Nelle 16 pagine di morbosa e voyeuristica compilazione non è dato sapere quale tipo di coesione sociale tra le parti sarebbe da preservare, se quella tra sfruttati e sfruttatori o, ad esempio, quella tra i detenuti e i loro carcerieri o, per non andare troppo in là, quella tra i ricchi di questa città e chi è costretto ad andarsene.

Così la mia partecipazione ai cortei No Tav in Val di Susa, o a molti presidi sotto il carcere di Santa Maria Maggiore, sarebbero sintomi di pericolosità non di per sè stessi, ma in relazione all’ aver abbandonato gli studi o al non possedere un contratto di lavoro stabile. Conseguentemente, con peloso quanto insopportabile paternalismo, viene proposta una guarigione attraverso quella che è, a tutti gli effetti, una pena senza reato.

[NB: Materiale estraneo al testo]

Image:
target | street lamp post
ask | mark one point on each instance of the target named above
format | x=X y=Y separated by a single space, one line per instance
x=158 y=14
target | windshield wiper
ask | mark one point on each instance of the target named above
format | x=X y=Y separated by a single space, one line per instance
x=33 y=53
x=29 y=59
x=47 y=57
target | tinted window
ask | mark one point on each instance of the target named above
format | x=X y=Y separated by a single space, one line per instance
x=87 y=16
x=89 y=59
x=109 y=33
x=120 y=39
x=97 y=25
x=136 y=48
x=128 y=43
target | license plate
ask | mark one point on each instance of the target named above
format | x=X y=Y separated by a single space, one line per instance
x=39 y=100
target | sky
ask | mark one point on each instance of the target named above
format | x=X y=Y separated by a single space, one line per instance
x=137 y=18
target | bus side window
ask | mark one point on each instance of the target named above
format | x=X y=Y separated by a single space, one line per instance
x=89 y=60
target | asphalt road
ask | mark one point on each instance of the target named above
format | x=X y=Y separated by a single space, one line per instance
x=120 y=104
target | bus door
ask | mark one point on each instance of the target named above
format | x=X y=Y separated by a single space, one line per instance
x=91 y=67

Il giudizio del Tribunale del Riesame, che si esprimerà sulla convalida della misura il prossimo 20 settembre in mancanza di dati giuridici oggettivi, non potrà quindi che avere un carattere essenzialmente psichiatrico: ad essere valutate saranno le intere condotte della mia vita, sulla base della suggestione proposta da chi, per mestiere, la spia dal buco di una serratura.

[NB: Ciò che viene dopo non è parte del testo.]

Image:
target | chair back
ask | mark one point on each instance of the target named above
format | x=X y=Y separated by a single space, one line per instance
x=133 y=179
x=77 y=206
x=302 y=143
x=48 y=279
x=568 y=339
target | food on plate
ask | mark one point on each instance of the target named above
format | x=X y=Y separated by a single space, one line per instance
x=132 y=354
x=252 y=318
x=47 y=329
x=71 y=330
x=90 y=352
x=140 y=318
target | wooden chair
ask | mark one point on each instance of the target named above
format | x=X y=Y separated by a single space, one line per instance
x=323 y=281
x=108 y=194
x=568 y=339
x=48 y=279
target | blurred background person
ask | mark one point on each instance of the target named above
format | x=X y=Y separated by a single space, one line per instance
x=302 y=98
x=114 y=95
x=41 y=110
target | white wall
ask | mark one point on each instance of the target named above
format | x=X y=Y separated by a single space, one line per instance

La Sorveglianza, una volta convalidata da un giudice, impedisce la frequentazione di assemblee e locali pubblici, quella delle bettole e delle osterie, obbliga il sorvegliato a stare a casa dall’alba al tramonto e, una specifica del mio e di altri casi, a non lasciare il proprio comune di residenza.

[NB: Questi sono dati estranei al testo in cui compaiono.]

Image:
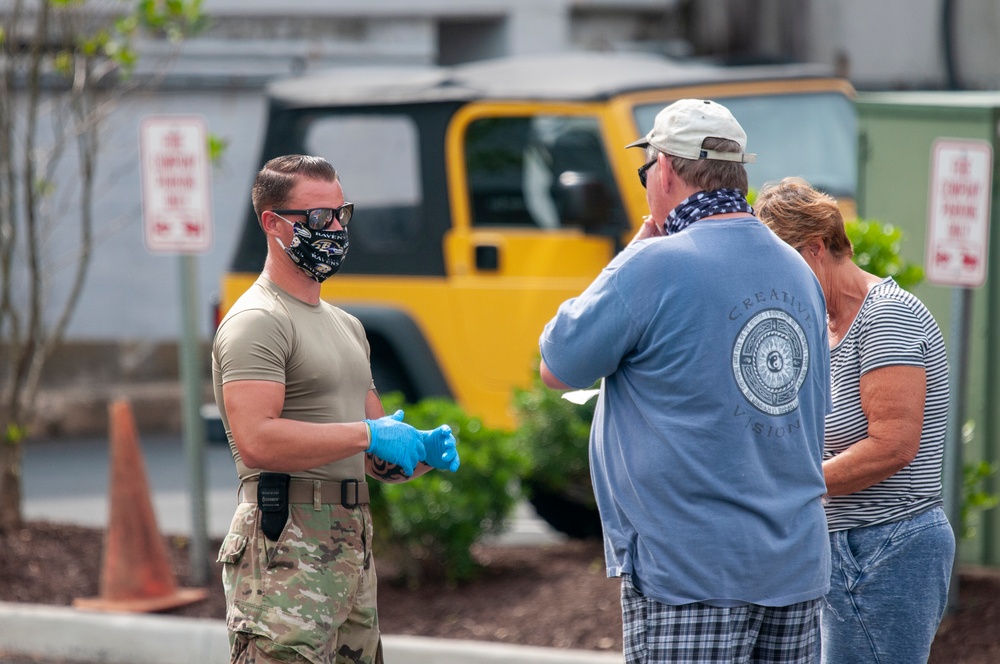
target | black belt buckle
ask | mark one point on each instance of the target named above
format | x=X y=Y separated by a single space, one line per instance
x=272 y=499
x=343 y=493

Inoltre poichè la Sorveglianza vieta l’incontro con pregiudicati e destinatari di misure di prevenzione, ed essendo praticamente la totalità dei miei compagni affetti da fogli di via o avvisi orali, l’effetto (o lo scopo?) di questa misura sarebbe quello di isolarmi completamente dalle persone con cui ho scelto di vivere e lottare. Il tutto per due anni.

In mancanza di altri strumenti legali per mettermi fuori gioco, la Questura di Venezia cerca di farmi fare lo sbirro di me stesso, delegandomi il controllo delle mie abitudini e delle mie frequentazioni, sotto il costante ricatto di commettere una violazione punibile con la reclusione da 1 a 5 anni.

Un ricatto inaccettabile e un ruolo che non intendo ricoprire.

Per questi, e per molti altri motivi, voglio dire ai miei amici e ai miei compagni che, qualora il giudice dovesse confermare questa misura, non ho nessuna intenzione di sottostarvici. Portare fino in fondo questa scelta significa necessariamente assumersi le conseguenze che potrebbe comportare, non ultima la reclusione. Una prospettiva che non mi fa più paura di passare i prossimi due anni a stare attento a chi incontro per strada, lontano da tutte le cose che faccio, cercando di vivere come la polizia ha detto che dovrei. Del resto, come ci hanno dimostrato le lotte dei detenuti dell’ultimo anno, il carcere non è la fine di niente.

Nei tanti contesti di lotta che ho avuto la fortuna di attraversare ho sempre pensato che l’essenziale, ciò che rende uno slancio generoso realmente rivoluzionario, fosse quanto di noi da quei momenti non sarebbe più tornato indietro come prima. Quante ansie e barriere saremmo riusciti a lasciarci alle spalle, dischiudendo altre possibilità dove prima avremmo visto solo muri.

Più di qualcuno, prima di me, si è trovato per scelta o per necessità ad affrontare a viso aperto lo spinoso terreno della repressione cautelare e preventiva, avendo il coraggio di aprire nuove strade che restano ancora per molti versi inesplorate. Al di là dell’efficacia o meno di questo tipo di risposta, il merito è stato senz’altro quello di rivelare un nuovo campo in cui è possibile battersi, proprio lì dove sembrava più difficile (o nessuno aveva ancora pensato di andare).

Proseguire su questa strada non sarà, per forza di cose, un affare soltanto mio. Ritengo sia imprescindibile un confronto, fra compagni e non, su cosa significa continuare con ciò che si sta portando avanti nonostante le imposizioni poliziesche, e come far fronte ai rischi che comporta la loro violazione trasformandoli, per quanto possibile, in altrettante occasioni di rilancio.

Per ora, semplicemente, intendo proseguire questa discussione non temendo di incontrare i miei affetti, seduto al tavolo di qualche bettola e senza l’ansia di dove tornare a casa la sera.